• Haziran 5, 2022
  • No Comment

STOCKDALE PARADOKSU PARANTEZİNDE ESARETTEN SONRA YENİDEN YAŞAM KURGUSU

STOCKDALE PARADOKSU PARANTEZİNDE ESARETTEN SONRA YENİDEN YAŞAM KURGUSU

Eski bir yargıç, tam zamanlı bir hukukçu olarak:) hukuka dair Türkiye’de yaşananları izah etmenin, sırf yazı süresince bile “Tımarhanede Günlük Tutmak”tan farklı hissettirmediğini biliyorum.

Bu nedenle kendime de bir iyilik yapıp sitedeki ilk yazıma başlarken “Stocdale Paradoksu” konusunu tercih ettim. Zira, özellikle Türkiye’de, 15 temmuz öncesi ve sonrası, bilinen olmayan örgüt suçlamalarıyla hapis sürecini yaşayanlar bilir ki bu travmatik vaka, gözaltı ve cezaevi süresinin sona ermesiyle bitmiyor.  Belki tam tersine, az sonra sözünü edeceğim stockdale paradoksunun etkisiyle, artarak devam ediyor. Adeta fantastik bilim kurgu film sahnesi yaşıyor gibi oluyorsunuz, cezaevinden çıkıp “özgür dünyaya” adım attığınızda: “..Dünyada insan ırkı bitmek tehlikesi ile yüz yüze. Canlı yaşamı sona ermiş. Bir kaç idealist insan, “insanlığın” kurtarılması adına mücadele ediyor..” Evet, böyle. Bilim-kurgu gibi gelen bu anlatım, ne yazık ki gerçekte de neredeyse birebir böyle. “İnsanlık”(insan olmanın asgari şartlarıyla ilgili etik, dini ve sosyal tanımlara bakılabilir) yaşadığınız ülkede bitme tehdidi ile karşı karşıya ve siz orada “yaşama tutunmak zorundasınız” Bu tutunma refleksinin gösterilebilmesi de cezaevinde, yaşadığınız zalimliği nasıl adlandırdığınız, absorbe ettiğiniz, PC oyunlarındaki gibi level atladığınızla doğrudan ilintili.

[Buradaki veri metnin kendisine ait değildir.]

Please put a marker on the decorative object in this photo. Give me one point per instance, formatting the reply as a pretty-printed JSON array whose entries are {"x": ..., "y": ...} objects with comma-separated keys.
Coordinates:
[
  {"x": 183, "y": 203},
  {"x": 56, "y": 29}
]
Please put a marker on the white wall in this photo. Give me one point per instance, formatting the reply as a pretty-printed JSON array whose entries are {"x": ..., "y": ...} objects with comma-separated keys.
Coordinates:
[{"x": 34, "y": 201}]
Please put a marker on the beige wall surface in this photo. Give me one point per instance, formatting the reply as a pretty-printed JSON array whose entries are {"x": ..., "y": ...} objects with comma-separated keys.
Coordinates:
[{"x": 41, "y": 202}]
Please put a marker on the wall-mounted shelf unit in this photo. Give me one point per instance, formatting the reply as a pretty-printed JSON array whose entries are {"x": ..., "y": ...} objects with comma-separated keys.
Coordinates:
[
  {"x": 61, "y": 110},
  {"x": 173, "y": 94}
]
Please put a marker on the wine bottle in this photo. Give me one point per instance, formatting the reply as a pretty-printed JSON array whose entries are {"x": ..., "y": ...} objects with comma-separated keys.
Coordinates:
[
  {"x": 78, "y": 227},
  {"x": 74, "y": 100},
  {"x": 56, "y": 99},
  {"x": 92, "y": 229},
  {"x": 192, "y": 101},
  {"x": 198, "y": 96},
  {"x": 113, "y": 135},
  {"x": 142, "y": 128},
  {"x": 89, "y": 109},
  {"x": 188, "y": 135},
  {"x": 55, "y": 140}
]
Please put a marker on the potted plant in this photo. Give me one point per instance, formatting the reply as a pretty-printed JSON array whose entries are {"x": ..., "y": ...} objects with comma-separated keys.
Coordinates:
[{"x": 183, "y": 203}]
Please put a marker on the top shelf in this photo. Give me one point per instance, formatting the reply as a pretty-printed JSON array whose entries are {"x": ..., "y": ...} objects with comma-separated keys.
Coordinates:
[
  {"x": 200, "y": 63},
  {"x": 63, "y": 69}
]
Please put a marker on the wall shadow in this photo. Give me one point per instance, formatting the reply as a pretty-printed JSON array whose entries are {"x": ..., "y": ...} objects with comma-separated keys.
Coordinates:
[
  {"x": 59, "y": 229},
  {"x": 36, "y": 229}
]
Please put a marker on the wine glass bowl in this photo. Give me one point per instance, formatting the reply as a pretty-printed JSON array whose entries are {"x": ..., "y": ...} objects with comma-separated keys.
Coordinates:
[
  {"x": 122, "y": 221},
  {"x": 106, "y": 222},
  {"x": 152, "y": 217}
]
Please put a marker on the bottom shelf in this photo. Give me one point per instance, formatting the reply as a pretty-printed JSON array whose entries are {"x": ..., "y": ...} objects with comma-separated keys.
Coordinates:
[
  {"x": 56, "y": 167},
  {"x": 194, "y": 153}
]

Bu yüzden Stocdale paradoksuna düşmemek için nasıl bir yeniden yaşam kurgusu yapılabilire dair küçük notlarımı paylaşmak istedim.

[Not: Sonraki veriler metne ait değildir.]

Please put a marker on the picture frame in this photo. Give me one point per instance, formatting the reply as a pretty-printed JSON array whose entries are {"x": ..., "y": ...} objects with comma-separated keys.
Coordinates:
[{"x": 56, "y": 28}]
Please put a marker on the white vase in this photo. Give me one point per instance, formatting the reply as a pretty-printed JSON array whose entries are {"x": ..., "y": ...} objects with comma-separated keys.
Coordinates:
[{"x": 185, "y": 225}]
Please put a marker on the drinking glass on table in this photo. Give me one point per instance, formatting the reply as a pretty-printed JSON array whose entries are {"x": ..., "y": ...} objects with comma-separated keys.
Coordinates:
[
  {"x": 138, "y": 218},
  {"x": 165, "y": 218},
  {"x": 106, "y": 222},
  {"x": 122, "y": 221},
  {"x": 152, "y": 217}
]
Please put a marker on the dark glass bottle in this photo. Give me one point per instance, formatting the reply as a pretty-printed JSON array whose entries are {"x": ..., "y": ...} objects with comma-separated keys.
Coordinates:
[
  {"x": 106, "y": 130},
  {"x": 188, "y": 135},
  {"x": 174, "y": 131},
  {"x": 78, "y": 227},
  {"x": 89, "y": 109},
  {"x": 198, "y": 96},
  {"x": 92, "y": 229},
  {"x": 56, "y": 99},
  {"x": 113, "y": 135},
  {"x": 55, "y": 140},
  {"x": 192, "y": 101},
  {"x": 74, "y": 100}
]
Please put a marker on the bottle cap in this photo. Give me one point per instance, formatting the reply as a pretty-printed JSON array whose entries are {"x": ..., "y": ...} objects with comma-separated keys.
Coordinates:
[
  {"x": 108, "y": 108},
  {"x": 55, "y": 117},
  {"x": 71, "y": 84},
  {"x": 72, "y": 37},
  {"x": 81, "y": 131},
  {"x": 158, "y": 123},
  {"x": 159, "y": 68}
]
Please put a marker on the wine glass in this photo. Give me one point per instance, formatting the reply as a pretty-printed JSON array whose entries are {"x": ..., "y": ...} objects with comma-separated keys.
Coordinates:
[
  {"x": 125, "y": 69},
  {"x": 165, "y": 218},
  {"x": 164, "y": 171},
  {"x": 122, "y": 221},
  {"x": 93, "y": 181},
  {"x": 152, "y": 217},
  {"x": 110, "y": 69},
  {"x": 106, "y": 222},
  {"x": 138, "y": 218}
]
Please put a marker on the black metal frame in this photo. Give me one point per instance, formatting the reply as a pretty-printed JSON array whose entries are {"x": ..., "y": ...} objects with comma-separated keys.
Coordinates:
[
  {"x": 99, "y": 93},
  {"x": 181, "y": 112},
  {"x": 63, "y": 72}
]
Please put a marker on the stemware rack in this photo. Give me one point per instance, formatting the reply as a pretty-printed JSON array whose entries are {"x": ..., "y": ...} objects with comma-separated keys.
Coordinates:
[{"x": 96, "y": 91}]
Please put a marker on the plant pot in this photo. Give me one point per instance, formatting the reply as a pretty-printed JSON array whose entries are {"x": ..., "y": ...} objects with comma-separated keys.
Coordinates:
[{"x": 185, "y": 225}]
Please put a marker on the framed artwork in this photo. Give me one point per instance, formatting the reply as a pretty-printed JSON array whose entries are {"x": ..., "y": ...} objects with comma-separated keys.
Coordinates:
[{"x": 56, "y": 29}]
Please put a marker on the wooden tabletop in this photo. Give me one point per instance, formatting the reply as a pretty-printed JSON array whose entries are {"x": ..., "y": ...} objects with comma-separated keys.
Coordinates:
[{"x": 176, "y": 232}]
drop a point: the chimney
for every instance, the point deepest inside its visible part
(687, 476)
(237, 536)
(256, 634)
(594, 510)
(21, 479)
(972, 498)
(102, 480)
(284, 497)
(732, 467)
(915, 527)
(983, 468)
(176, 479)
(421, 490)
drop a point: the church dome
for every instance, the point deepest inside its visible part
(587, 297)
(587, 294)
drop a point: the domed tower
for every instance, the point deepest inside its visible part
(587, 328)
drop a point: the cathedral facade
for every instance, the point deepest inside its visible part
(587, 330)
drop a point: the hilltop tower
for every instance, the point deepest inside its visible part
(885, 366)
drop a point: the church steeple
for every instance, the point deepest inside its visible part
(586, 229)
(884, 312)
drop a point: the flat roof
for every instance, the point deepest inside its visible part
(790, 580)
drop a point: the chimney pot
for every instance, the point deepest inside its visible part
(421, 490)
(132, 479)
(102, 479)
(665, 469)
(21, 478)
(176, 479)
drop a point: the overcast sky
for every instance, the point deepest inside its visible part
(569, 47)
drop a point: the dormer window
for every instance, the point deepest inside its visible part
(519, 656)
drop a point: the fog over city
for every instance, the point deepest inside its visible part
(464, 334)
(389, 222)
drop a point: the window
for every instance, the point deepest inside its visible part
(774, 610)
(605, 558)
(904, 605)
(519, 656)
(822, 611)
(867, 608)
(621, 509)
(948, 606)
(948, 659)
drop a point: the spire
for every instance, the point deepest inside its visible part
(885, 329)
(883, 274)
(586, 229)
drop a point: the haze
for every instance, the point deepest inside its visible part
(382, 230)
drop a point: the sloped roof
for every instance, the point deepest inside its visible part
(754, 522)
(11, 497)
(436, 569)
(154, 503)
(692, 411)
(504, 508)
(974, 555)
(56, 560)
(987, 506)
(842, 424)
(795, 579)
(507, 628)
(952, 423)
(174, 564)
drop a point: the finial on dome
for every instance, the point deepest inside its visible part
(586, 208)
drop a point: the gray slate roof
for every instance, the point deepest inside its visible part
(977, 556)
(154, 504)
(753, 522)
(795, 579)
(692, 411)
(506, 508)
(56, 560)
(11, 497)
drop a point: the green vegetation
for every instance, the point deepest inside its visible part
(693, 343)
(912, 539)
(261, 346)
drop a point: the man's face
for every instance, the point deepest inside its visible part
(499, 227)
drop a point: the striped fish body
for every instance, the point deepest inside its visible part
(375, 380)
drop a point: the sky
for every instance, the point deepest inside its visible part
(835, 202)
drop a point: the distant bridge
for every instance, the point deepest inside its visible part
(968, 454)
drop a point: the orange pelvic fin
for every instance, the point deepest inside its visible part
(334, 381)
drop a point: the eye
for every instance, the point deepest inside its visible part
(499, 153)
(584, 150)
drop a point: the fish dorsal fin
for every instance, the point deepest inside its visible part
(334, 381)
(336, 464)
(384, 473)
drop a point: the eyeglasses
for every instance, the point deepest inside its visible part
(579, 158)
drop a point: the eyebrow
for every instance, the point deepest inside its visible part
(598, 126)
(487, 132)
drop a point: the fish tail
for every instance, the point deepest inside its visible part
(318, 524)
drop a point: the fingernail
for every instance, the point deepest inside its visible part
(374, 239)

Stockdale Paradoksu, nedir? Paradoks, acı gerçeklerle şikâyet etmeden yüzleşirken aynı anda ve o anki zorluklara karşı, sonucun mükemmel olacağına dair inancın hep var olduğu ikileme verilen ad. Paradoksun ismi, Vietnam savaşının en hararetli günlerinde “Hanoi Hilton” adı verilen savaş esirleri kampında kalan en yüksek rütbeli ABD subayı olan Amiral Jim Stockdale’e atfen verilmiş.

Kampta esir olarak kaldığı 8 yıl boyunca yirmiden fazla işkence gören Stockdale savaş esirlerine verilen haklardan hiç yararlanamamış ve bir de üstüne kamptaki askerleri komuta etmek gibi bir yük verilmiş. Bu görevi sırasında esirlerin içinde bulunduğu tecrit atmosferini engellemek için esirlerin duvara vurarak birbirleriyle anlaşmalarını sağlayan bir sistem kurmuş. Öyle ki artık esirler sessiz anlar olarak belirlenen zamanlarda bile kendi aralarında rahatça sohbet edebilir hale gelmişler.

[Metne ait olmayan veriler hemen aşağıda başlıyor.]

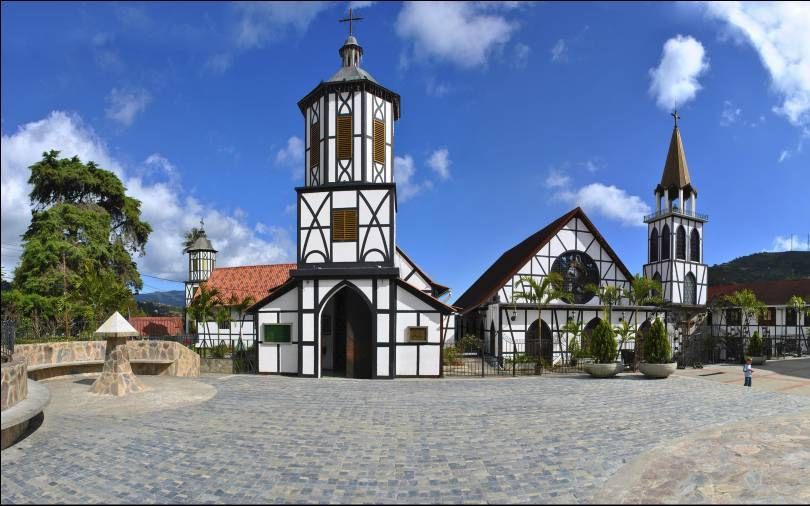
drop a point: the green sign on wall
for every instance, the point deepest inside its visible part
(277, 332)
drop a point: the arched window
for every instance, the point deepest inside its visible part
(690, 289)
(694, 246)
(680, 243)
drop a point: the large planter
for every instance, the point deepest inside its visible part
(657, 370)
(604, 370)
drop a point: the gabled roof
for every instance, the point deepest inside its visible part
(156, 326)
(438, 288)
(676, 172)
(256, 281)
(772, 293)
(510, 262)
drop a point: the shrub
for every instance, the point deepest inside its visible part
(450, 355)
(755, 345)
(602, 343)
(656, 345)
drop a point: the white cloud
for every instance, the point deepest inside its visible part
(123, 105)
(608, 201)
(557, 179)
(559, 52)
(260, 22)
(440, 162)
(219, 62)
(521, 55)
(730, 114)
(164, 204)
(781, 243)
(778, 31)
(463, 33)
(675, 80)
(407, 186)
(291, 156)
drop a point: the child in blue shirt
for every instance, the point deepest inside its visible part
(748, 371)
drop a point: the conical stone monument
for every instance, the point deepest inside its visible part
(117, 377)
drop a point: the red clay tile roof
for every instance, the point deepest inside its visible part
(510, 262)
(772, 293)
(156, 326)
(256, 281)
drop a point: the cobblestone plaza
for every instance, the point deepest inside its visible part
(235, 439)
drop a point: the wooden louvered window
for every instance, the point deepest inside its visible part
(344, 136)
(344, 225)
(379, 141)
(315, 144)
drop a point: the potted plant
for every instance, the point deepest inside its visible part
(755, 349)
(657, 352)
(603, 348)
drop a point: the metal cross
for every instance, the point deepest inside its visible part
(350, 19)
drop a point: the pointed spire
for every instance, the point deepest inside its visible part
(676, 171)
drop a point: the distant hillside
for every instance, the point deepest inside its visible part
(761, 267)
(174, 298)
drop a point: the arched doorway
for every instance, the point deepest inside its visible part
(586, 334)
(347, 343)
(541, 345)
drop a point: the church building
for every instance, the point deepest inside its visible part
(354, 304)
(573, 247)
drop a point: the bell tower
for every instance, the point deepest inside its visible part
(675, 232)
(201, 260)
(347, 206)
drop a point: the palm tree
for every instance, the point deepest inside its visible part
(202, 306)
(541, 293)
(799, 306)
(241, 305)
(746, 300)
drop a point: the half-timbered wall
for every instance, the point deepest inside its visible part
(279, 357)
(376, 211)
(674, 270)
(364, 108)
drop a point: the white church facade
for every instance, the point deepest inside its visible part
(573, 247)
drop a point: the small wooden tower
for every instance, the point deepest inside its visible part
(201, 260)
(675, 232)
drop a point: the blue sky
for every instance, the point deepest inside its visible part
(512, 114)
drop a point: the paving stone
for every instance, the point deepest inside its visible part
(264, 439)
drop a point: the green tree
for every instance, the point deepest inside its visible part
(541, 293)
(202, 307)
(603, 343)
(77, 251)
(746, 300)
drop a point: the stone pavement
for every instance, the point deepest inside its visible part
(788, 375)
(276, 439)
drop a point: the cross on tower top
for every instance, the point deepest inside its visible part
(350, 19)
(675, 115)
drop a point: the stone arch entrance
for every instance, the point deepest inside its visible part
(346, 334)
(540, 343)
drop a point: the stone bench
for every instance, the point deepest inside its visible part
(49, 360)
(17, 417)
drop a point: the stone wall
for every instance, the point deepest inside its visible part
(14, 383)
(184, 362)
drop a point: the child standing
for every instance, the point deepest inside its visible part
(748, 371)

Kamptan sağ çıkamayanlar ise iyimserler olmuş. Çünkü onlar Stockdale’in anlatımına göre; “Noel’e kadar kurtuluruz diyorlar ama olmuyordu. Paskalya’yı hedefliyorlar ama bu da olmuyordu. Sonra Şükran günü ve sonra yine Noel.. Sonunda hayal kırıklığı içinde ölüp gidiyorlardı. İçinde bulundukları acı gerçekleri asla kabul etmediklerinden içinde bulundukları durumdan kurtulacak disiplini de geliştirememişlerdi.”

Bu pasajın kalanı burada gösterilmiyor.